Şöyle bir gerçeğimiz yok mu: 7 Haziran siyasetle, örgütle-partiyle ve herkese kucak açan bir blok çalışma ile örgütlendi. Her köşede “seni başkan yaptırmayacağız” diyerek dil birliği ve  güç birliği yapıldı. Hadi dünyadaki en büyük armağan Sovyet mantığından, Sovyetler’den yola çıkmayı başaramıyoruz (nedense), 7 Haziran’dan da mı yola çıkmayalım? Bu da mı değil kardeşim? 7 Haziran kim ne derse desin bir blok direnme haliydi ve sola yazılan büyük bir başarıydı.

**

Bana sorarsanız her yerde “HAYIR” için blok olmaya çabalayalım, blok davranış tipi kazanacak ve kazandıracak olandır. Her nerede olursa olsun “HAYIR” diyenler “bir oy bir oydur” deyip kucaklaşacak “bak kardeşim..” diye anlatmaya başlayacak ki o zaman başarılı olacak. Toplum güç görmek ister, derli toplu duran görmek ister, bir toplanma yeri, o toplanan yerde herkes var mı bilmek ister.

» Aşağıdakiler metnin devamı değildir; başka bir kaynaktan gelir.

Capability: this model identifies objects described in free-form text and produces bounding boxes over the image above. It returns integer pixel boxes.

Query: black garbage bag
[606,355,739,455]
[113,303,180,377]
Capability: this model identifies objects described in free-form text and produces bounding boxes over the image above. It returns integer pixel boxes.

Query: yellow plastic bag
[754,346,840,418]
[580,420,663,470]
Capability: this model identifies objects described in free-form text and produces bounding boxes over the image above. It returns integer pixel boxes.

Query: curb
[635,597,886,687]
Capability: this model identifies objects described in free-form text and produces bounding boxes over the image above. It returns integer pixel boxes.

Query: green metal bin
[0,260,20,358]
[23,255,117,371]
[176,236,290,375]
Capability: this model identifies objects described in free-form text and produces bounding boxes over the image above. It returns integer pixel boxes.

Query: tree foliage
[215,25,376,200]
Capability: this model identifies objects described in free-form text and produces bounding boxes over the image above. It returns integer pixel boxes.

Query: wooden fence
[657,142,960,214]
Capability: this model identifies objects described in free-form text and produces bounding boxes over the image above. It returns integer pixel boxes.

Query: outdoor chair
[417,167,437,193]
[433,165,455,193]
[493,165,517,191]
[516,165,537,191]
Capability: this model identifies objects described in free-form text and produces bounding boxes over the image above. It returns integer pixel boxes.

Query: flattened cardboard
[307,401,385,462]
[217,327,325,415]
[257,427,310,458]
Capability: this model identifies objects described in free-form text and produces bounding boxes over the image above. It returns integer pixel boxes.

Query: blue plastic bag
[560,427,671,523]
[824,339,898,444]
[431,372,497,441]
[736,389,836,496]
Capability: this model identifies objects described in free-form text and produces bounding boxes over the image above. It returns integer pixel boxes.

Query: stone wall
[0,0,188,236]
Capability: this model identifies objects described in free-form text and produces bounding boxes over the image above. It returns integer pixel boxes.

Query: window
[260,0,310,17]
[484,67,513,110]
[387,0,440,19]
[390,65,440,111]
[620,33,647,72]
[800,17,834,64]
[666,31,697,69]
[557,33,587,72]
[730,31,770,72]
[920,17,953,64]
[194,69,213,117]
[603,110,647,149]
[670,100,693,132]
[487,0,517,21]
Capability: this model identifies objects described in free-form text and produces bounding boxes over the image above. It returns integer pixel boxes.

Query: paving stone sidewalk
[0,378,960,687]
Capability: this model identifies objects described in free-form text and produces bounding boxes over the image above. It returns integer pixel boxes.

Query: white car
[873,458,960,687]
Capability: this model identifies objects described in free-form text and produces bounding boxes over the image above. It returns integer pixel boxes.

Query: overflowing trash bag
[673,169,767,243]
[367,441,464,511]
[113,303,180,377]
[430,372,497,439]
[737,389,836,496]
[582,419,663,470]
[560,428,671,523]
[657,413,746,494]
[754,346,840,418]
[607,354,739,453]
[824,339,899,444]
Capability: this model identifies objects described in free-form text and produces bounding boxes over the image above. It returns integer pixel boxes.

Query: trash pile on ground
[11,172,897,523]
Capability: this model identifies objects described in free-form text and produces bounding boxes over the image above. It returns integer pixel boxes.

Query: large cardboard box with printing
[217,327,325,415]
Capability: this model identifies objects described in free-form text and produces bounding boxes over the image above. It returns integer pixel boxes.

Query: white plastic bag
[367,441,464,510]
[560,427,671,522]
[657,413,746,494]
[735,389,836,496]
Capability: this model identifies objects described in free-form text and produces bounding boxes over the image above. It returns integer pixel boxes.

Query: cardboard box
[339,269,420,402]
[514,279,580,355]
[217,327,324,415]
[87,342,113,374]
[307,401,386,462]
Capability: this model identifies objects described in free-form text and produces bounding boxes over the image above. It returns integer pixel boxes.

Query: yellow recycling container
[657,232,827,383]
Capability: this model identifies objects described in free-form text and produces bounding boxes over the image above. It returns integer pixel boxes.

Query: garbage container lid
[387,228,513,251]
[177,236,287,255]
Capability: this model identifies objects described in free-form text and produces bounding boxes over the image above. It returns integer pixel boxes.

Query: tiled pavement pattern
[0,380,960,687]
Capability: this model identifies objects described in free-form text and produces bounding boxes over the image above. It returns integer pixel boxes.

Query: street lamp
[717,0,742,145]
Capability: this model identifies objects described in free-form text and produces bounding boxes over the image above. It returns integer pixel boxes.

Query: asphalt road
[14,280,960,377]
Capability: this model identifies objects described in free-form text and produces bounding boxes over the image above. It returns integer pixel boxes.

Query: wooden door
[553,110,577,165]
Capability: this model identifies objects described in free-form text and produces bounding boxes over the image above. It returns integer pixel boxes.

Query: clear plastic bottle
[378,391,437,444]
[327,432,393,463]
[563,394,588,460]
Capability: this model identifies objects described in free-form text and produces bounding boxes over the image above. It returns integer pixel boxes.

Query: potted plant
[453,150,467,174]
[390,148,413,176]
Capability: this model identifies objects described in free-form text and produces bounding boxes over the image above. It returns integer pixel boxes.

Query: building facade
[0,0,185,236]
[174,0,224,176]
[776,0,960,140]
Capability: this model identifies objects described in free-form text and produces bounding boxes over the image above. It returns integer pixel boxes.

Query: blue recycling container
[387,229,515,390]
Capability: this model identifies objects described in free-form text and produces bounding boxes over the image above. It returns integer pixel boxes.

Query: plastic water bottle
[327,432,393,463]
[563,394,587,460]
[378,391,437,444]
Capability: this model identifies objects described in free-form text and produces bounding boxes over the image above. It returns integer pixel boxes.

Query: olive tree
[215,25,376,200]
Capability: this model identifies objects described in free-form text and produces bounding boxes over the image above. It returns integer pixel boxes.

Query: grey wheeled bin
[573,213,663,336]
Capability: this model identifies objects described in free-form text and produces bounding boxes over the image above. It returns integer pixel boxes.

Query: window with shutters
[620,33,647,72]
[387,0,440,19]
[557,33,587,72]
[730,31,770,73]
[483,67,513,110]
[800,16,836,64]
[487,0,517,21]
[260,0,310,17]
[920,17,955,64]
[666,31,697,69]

Gezi’de ülkücü işaretleri yaparak gelen gençler toplanma noktasına böyle akın etmişti. Gezi’den çıktığımızda bile yine parkın dibinde “duran adam” olmuştuk.

**

Asıl önemlisi: “HAYIR” ın başarısı sonrasını örgütleyecek ve yönetecek bir seçenek olduğumuzu göstermek “haaa bunlar kalıcı galiba” dedirtebilmek. 7 Haziran’da halk yönetmeye aday bir akıl ve öneri gördü, bomba patladığında galeyana gelinmesine engel olan, yöneten örgütlü bir güce şahitlik etti. Bu nedenle onca yok olan şehre kutuplaşmaya rağmen HDP’nin oy oranı bugün hiç bir anket sonucunda %10’un altında düşmemiştir. Şehirler yıkılırken suranlar bile şimdi Kürt Halkı’nın oyları ne olacak diye gündemlerine taşıyorlar.  Görürsünüz ne olacak.

**

Şunu da bilelim: HDP gerçek bir kapsayıcılıkla “HAYIR” kampanyasına zarar vermemek için ciddi bir hassasiyet gösteriyor. Ayhan Bilgen “‘Hayır' kampanyası yürüten partilerle birlikte olmadan örgütlenme hassasiyetini göstermeye çalışıyoruz..” dedi. Her yerde blok çalışmanın en doğru yolu aranıyor. CHP’nin tutumuna rağmen bıkmadan usanmadan bir araya gelinmeye gayret gösteriliyor.

**

Bugüne kadar bildiğini en keskin kavramlarla ifade etmekten, sola solun propagandasını yapmaktan kendini alamayan muhalif anlayış için zor olacak ama olacak. Genel gelişme cebine veya evine dayanana kadar başkanlık konusu ile ilgilenmeyen insanlara sesleneceğiz. Bugüne kadar “devlet baba” kavramına bağlı kalmış kimin eline geçerse geçsin devlete laf söyletmemiş insanlarla buluşmak ve kaynaşmak zorundayız. Bu süreç bize böyle bir imkan sunuyor. Halka en büyük şerre karşı en büyük hayrı işlediğimizi anlatma şansına sahibiz. Bu şansı iyi değerlendirelim.